Back in 2003, when Havok released its first physics technology to games developers, the impact was considerable.
Crates and barrels in virtual environments the world over enjoyed a new status as strategic playthings of gamers spoilt by a new way to interact. Half-Life 2 set a new standard, and in the following years physics-powered ragdolls and gravity guns became staples of contemporary game design. As the years went on, Havok and the in-game physics it championed never went away. Instead, they became standard.
Then, in 2013, Havok’s reinvented physics tech found its way to studios and now, in the second half of 2014, Havok is building a new template for what physics should offer. Already it is able to have thousands of objects interacting in a realtime, interactive scene.
Havok is pushing further still, ever set on bettering the impact on games. It’s what Havok’s head of product management Andrew Bowell describes as a renaissance not just for physics, but the ideas and potential to impact gameplay, parallel game systems and the creative method of environment artists.
“Describing what we’re doing now as a ‘renaissance of physics’ is not to say physics in games ever went away,” he says. “It’s been our bread and butter for years. But our latest release of Havok Physics isn’t only faster, using less memory and giving higher quality results; we’re also returning to a point where it is pushing gameplay in ways not seen before.
“I mean real cinematic gameplay at a new scale. Instead of 100 objects, we are now pushing it to a thousand, or ten thousand, or one hundred thousand objects in game.
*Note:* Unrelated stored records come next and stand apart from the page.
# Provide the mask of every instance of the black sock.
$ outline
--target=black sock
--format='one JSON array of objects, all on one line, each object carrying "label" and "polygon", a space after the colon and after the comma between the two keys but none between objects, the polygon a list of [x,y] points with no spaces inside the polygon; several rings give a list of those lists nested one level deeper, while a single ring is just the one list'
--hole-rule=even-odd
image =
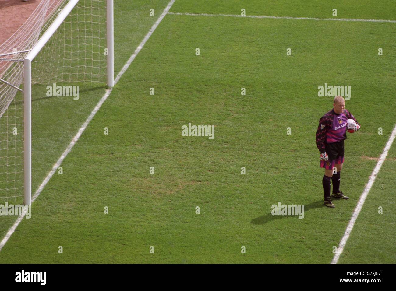
[{"label": "black sock", "polygon": [[331,177],[331,181],[333,181],[333,194],[340,192],[340,182],[341,182],[341,179],[340,174],[341,173],[341,171],[337,172],[337,174],[333,174]]},{"label": "black sock", "polygon": [[324,200],[327,200],[330,198],[330,188],[331,186],[330,183],[330,177],[323,175],[322,184],[323,185],[323,191],[324,192]]}]

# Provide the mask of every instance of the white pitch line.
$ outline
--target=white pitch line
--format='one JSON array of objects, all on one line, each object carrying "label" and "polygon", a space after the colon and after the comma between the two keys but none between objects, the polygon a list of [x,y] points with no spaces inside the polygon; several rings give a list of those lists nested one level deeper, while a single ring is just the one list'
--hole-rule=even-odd
[{"label": "white pitch line", "polygon": [[188,15],[191,16],[228,16],[229,17],[247,17],[249,18],[272,18],[274,19],[306,19],[309,20],[333,20],[339,21],[361,21],[362,22],[391,22],[396,23],[396,20],[376,19],[354,19],[352,18],[316,18],[312,17],[291,17],[290,16],[271,16],[266,15],[246,15],[239,14],[208,14],[206,13],[187,13],[187,12],[169,12],[172,15]]},{"label": "white pitch line", "polygon": [[389,148],[390,148],[390,146],[392,145],[392,143],[393,143],[393,141],[394,140],[395,137],[396,137],[396,125],[395,126],[394,128],[393,129],[393,131],[392,131],[392,134],[389,137],[389,139],[388,140],[388,142],[386,143],[386,145],[384,148],[384,150],[382,152],[381,156],[380,157],[378,162],[377,163],[377,165],[375,166],[375,167],[374,168],[373,173],[371,173],[371,175],[370,176],[369,182],[366,185],[366,187],[364,188],[364,190],[360,196],[359,202],[358,202],[358,205],[356,205],[355,210],[353,211],[353,213],[352,214],[352,217],[351,217],[350,220],[349,221],[349,223],[348,223],[348,226],[346,226],[346,229],[345,230],[345,232],[343,236],[341,239],[339,247],[337,248],[337,251],[334,255],[334,257],[333,258],[333,261],[331,261],[331,264],[337,264],[338,261],[338,259],[339,259],[341,253],[343,252],[343,251],[344,250],[344,248],[346,243],[346,241],[348,240],[348,239],[349,237],[349,235],[350,234],[350,233],[352,231],[352,229],[353,228],[353,226],[355,224],[355,222],[358,218],[358,215],[359,215],[360,210],[362,210],[362,208],[363,207],[363,204],[366,200],[366,198],[367,197],[367,195],[369,194],[369,192],[370,191],[370,189],[371,189],[371,187],[374,183],[374,181],[375,181],[375,178],[377,178],[377,175],[378,173],[379,169],[381,168],[384,161],[385,160],[386,156],[388,155],[388,152],[389,151]]},{"label": "white pitch line", "polygon": [[[135,52],[134,52],[133,54],[131,56],[129,59],[128,60],[128,61],[126,62],[126,63],[125,65],[124,65],[122,69],[121,70],[121,71],[120,71],[120,72],[118,73],[118,74],[117,75],[117,77],[116,77],[115,79],[114,80],[114,85],[117,84],[117,82],[120,80],[120,78],[121,78],[121,76],[122,76],[124,73],[125,72],[125,71],[131,65],[131,63],[132,61],[135,59],[136,55],[137,55],[139,52],[141,50],[141,49],[143,48],[143,47],[144,46],[145,44],[146,43],[146,42],[147,42],[147,40],[148,40],[148,38],[150,38],[150,37],[151,36],[151,34],[152,34],[153,32],[154,32],[154,30],[155,30],[157,28],[157,27],[158,27],[160,24],[160,23],[161,22],[164,17],[165,17],[165,15],[168,13],[169,11],[169,10],[170,9],[171,7],[172,7],[172,5],[173,5],[173,4],[174,3],[175,1],[175,0],[171,0],[171,1],[168,3],[168,6],[164,10],[162,13],[161,15],[158,19],[157,19],[157,21],[155,22],[155,23],[154,23],[152,26],[151,27],[151,28],[150,30],[150,31],[146,35],[146,36],[145,36],[145,38],[143,39],[143,40],[142,40],[140,44],[139,44],[137,48],[135,50]],[[82,126],[81,126],[80,129],[78,130],[78,131],[77,132],[77,134],[74,136],[74,137],[73,138],[73,139],[72,139],[72,141],[70,142],[70,143],[69,144],[69,146],[68,146],[66,148],[66,149],[65,150],[65,151],[63,152],[63,153],[62,154],[61,157],[59,158],[59,160],[58,160],[58,161],[55,164],[53,165],[53,166],[52,167],[52,169],[51,169],[51,171],[48,173],[47,177],[46,177],[46,178],[43,181],[41,184],[40,185],[38,188],[37,189],[37,190],[36,191],[34,195],[32,198],[32,203],[35,200],[36,200],[36,198],[38,197],[38,196],[40,194],[40,193],[41,193],[41,191],[42,191],[44,187],[47,184],[47,183],[48,183],[48,181],[50,181],[50,179],[52,177],[53,175],[55,172],[56,171],[58,168],[60,166],[61,164],[62,164],[62,162],[63,162],[63,160],[64,160],[65,158],[66,157],[67,154],[70,152],[70,151],[72,150],[73,147],[74,146],[74,145],[76,144],[76,143],[77,141],[78,140],[80,137],[81,136],[81,135],[82,134],[82,133],[83,133],[84,131],[85,130],[85,129],[86,128],[88,124],[89,124],[89,123],[92,120],[92,118],[93,118],[93,116],[95,116],[96,112],[99,110],[99,109],[100,108],[101,106],[102,106],[103,102],[106,101],[106,99],[107,99],[107,97],[109,97],[109,95],[110,95],[110,93],[111,93],[111,91],[113,90],[113,88],[114,88],[114,87],[110,88],[110,89],[106,90],[106,93],[105,93],[105,95],[103,95],[103,97],[102,97],[101,99],[99,101],[99,102],[98,102],[96,106],[95,106],[95,108],[93,108],[92,112],[91,112],[91,114],[90,114],[89,116],[88,116],[88,118],[86,120],[85,122],[84,122]],[[2,240],[1,242],[0,242],[0,251],[1,251],[3,247],[4,247],[10,237],[11,237],[12,234],[15,231],[15,230],[16,229],[17,227],[19,225],[19,223],[21,223],[21,222],[22,221],[24,217],[25,213],[20,215],[19,217],[18,217],[18,219],[14,223],[13,225],[10,228],[9,230],[8,230],[8,231],[7,232],[7,234],[6,234],[5,236],[4,237],[4,238]]]}]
When they see that, game designers’ eyes light up.”
As Bowell reminisces about times when stacking ten physically controlled crates used to draw a crowd to a monitor, he and Havok field application engineer Steve Ewart show live, realtime, interactive demos of thousands of boulders tumbling down cliff sides, clattering together and gathering around the structure of a bridge, or soldiers influencing pillars of smoke with a fully automatic gun that unleashes a plume of tinned beans.
The demos may at times be aesthetically absurd, but they prove a point. As Havok continues to push physics, vast interactive game worlds unlike anything seen in consumer products before are increasingly possible. And as Ewart guides a sports car through a demo environment, using its wake to gather a sea of autumn leaves into neat piles, he makes an important point.
“A few crates or ragdolls was one thing, and there were great examples, but if a developer could build dynamic systems through their entire environment that work as a complete, grounded system, there is so much to be done with with gameplay,” he says. “Imagine a world with smoke effects, intricately destructible buildings, swarms of insects and such, that the player can influence directly, all interacting and controlled physically as a single dynamic system, providing information coming out of the physics that informs AI control and various other systems.”
It’s immediately obvious on seeing the demos, that a huge leap forward in the number and complexity of physics controlled objects offers devs a rich toybox of ideas to plunder.
“What we do must give the developer something they can use; something that informs other systems in powerful new ways,” says Bowell.